Every holiday has its own set of customs and traditions, but none have quite the lucky significance as those surrounding New Year’s Eve. Whether it’s watching the ball drop, kissing their special someone, or toasting with a flute of champagne, everyone is looking to start the year out right. Many cultures incorporate these types of “superstitions” into meals they prepare and serve each December 31st.
Take a look at the slideshow below and learn how people around the world get ready for the new year. It’s never too late to use one of the recipes and score yourself some extra good luck for 2015!
Hoppin' John, a classic black-eyed pea recipe, is a New Year's Day tradition in the South that is believed to bring luck and prosperity. Either way, it's sure to bring good health in the coming year, as black-eyed peas are a high-fiber, low-fat, and low-calorie food. Serve this recipe with collard greens (another lucky New Year's Day food!) for an extra-healthy start to your year.
Eating sauerkraut on New Year's Day has long been a tradition in Germany, where it's believed to bring blessings and wealth in the coming year. Sauerkraut is also commonly eaten in parts of the U.S. with large German-American populations, like Pennsylvania, where it's traditionally served with pork, another lucky food. Whip up this caraway pepper sauerkraut recipe and ring in the New Year in a delicious fashion.
In Mediterranean cultures, pomegranates are often associated with abundance and fertility — and that's exactly why they're eaten on New Year's Day in Greece and neighboring countries. Incorporate this healthy and tasty fruit into your New Year's Day dessert with this super-festive panna cotta with pomegranate syrup in a jar!
Toshikoshi soba, or "year-end soba," is a traditional Japanese New Year's Eve dish. It's believed to be bad luck to break your soba noodles, which symbolize long life, and to not finish your soba before midnight. Try this chilled wasabi peanut citrus soba noodle recipe for a tasty way to dress up plain noodles.
Ring-shaped cakes symbolize wholeness and the completion of a full year's cycle. In Greece, there's vasilopita, a round, anise-flavored cake with a coin hidden inside; in Mexico, they make rosca de reyes, a sweet, ring-shaped bread that's studded with dried fruit and baked with a tiny figurine of baby Jesus inside; and a long-held Dutch tradition is to feast on puffy, doughnut-like fritters called oliebollen, which are filled with apples and raisins and dusted with powdered sugar.
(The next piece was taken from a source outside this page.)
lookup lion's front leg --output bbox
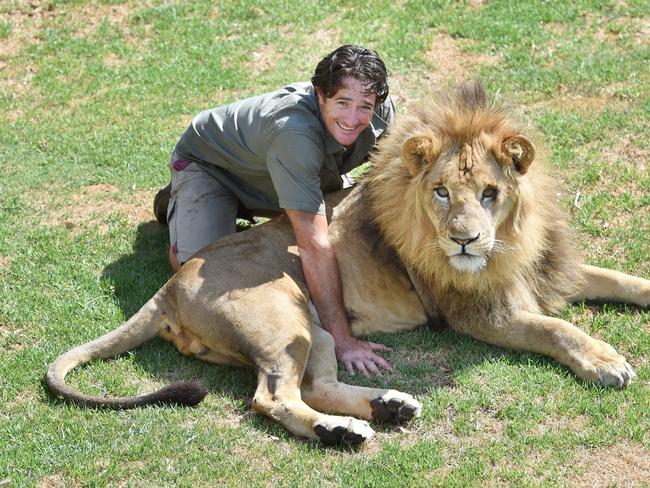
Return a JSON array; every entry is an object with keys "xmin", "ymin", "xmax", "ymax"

Because dumplings resemble the gold ingots that were once China's currency, eating them represents the hope for an auspicious new year. If you’re making them yourself, however, look out: superstition warns against counting the dumplings, for fear that it will lead to scarcity in the new year. Another ancient belief that doubles as a teaching moment: any bad feelings between family members must be resolved before the dumplings are cooked; if they're not, evil spirits will steal them.
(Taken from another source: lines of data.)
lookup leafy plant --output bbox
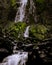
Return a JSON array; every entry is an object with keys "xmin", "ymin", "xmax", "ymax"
[
  {"xmin": 36, "ymin": 24, "xmax": 47, "ymax": 34},
  {"xmin": 7, "ymin": 22, "xmax": 27, "ymax": 40},
  {"xmin": 29, "ymin": 24, "xmax": 48, "ymax": 40}
]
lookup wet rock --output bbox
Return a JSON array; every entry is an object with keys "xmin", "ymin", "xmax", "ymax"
[
  {"xmin": 40, "ymin": 53, "xmax": 46, "ymax": 58},
  {"xmin": 0, "ymin": 48, "xmax": 10, "ymax": 62}
]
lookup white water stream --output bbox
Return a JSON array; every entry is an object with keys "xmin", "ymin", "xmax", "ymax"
[
  {"xmin": 0, "ymin": 52, "xmax": 28, "ymax": 65},
  {"xmin": 24, "ymin": 26, "xmax": 30, "ymax": 38},
  {"xmin": 0, "ymin": 0, "xmax": 36, "ymax": 65},
  {"xmin": 15, "ymin": 0, "xmax": 28, "ymax": 22}
]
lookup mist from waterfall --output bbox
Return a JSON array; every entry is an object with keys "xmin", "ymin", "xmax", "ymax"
[{"xmin": 15, "ymin": 0, "xmax": 28, "ymax": 22}]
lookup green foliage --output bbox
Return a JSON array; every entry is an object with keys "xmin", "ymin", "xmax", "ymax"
[
  {"xmin": 36, "ymin": 0, "xmax": 45, "ymax": 4},
  {"xmin": 29, "ymin": 24, "xmax": 48, "ymax": 40},
  {"xmin": 36, "ymin": 24, "xmax": 47, "ymax": 34},
  {"xmin": 11, "ymin": 0, "xmax": 16, "ymax": 6},
  {"xmin": 7, "ymin": 22, "xmax": 27, "ymax": 40}
]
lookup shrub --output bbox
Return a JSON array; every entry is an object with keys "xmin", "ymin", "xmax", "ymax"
[
  {"xmin": 7, "ymin": 22, "xmax": 27, "ymax": 40},
  {"xmin": 29, "ymin": 24, "xmax": 48, "ymax": 40}
]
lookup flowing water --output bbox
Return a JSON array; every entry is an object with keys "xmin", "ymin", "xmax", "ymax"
[
  {"xmin": 15, "ymin": 0, "xmax": 36, "ymax": 37},
  {"xmin": 0, "ymin": 0, "xmax": 37, "ymax": 65},
  {"xmin": 15, "ymin": 0, "xmax": 28, "ymax": 22},
  {"xmin": 24, "ymin": 26, "xmax": 30, "ymax": 38},
  {"xmin": 0, "ymin": 52, "xmax": 28, "ymax": 65},
  {"xmin": 15, "ymin": 0, "xmax": 36, "ymax": 23}
]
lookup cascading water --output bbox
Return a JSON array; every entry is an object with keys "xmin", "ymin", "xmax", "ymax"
[
  {"xmin": 0, "ymin": 52, "xmax": 28, "ymax": 65},
  {"xmin": 24, "ymin": 26, "xmax": 30, "ymax": 38},
  {"xmin": 15, "ymin": 0, "xmax": 37, "ymax": 23},
  {"xmin": 15, "ymin": 0, "xmax": 28, "ymax": 22},
  {"xmin": 15, "ymin": 0, "xmax": 37, "ymax": 37},
  {"xmin": 0, "ymin": 0, "xmax": 37, "ymax": 65}
]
In Spain, New Year’s Eve means one thing: a whole lot of grapes. At midnight, everyone from grandmothers to teenagers starts popping the fruit into their mouths one by one, in time with the local clock tower's chimes. The saying goes that if you manage to swallow all twelve before the last stroke of midnight, you can count on a prosperous year. Today, the custom is also going strong in Portugal, Cuba, Venezuela, and a handful of other countries.
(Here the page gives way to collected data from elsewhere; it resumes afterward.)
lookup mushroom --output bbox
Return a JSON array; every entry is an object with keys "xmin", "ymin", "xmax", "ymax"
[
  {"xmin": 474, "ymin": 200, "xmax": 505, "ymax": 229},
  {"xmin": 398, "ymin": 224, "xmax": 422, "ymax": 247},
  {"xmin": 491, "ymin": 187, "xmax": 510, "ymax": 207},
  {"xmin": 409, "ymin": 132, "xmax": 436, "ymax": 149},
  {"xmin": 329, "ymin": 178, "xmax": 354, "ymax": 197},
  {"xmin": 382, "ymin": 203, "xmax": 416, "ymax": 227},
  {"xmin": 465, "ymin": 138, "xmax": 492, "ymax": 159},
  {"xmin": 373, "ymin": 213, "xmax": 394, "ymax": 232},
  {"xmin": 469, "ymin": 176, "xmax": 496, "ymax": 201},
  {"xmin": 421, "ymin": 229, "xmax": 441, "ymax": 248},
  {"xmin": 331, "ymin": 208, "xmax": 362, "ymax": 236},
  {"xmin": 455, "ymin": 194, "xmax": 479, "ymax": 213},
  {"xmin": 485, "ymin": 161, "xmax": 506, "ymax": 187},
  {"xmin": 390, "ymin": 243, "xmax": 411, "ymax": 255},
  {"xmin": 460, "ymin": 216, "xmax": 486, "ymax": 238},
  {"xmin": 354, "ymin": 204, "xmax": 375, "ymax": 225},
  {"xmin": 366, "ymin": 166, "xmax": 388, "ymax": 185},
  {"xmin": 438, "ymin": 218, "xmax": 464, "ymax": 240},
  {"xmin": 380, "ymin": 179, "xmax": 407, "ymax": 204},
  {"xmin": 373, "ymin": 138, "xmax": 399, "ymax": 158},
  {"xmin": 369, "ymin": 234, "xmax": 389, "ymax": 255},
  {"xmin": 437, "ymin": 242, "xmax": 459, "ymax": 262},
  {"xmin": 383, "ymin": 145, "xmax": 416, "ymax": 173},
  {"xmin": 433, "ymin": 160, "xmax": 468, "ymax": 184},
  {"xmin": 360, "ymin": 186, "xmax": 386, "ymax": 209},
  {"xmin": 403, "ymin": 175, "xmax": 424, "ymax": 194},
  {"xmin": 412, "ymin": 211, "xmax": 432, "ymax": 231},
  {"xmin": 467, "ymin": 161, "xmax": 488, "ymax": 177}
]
The leaves of greens are thought to resemble folded money and supposedly portend a rise in economic fortune. In Denmark, it's kale sweetened with cinnamon and sugar, and in this country, sautéed collard greens are an integral part of a New Year's meal.
The high fat content in pork signifies wealth and prosperity; plus, pigs push their snouts forward when rooting for food, which represents progress (in contrast, turkeys and chickens scratch backward for their food). For that reason, and the superstition that happiness will fly away with the birds' feathers, many people avoid poultry for the New Year). Suckling pig is a favorite at New Year’s meals in Austria, Hungary, and Portugal; in Germany, you'll find roasted pork and sausages, and in Sweden, pork trotters.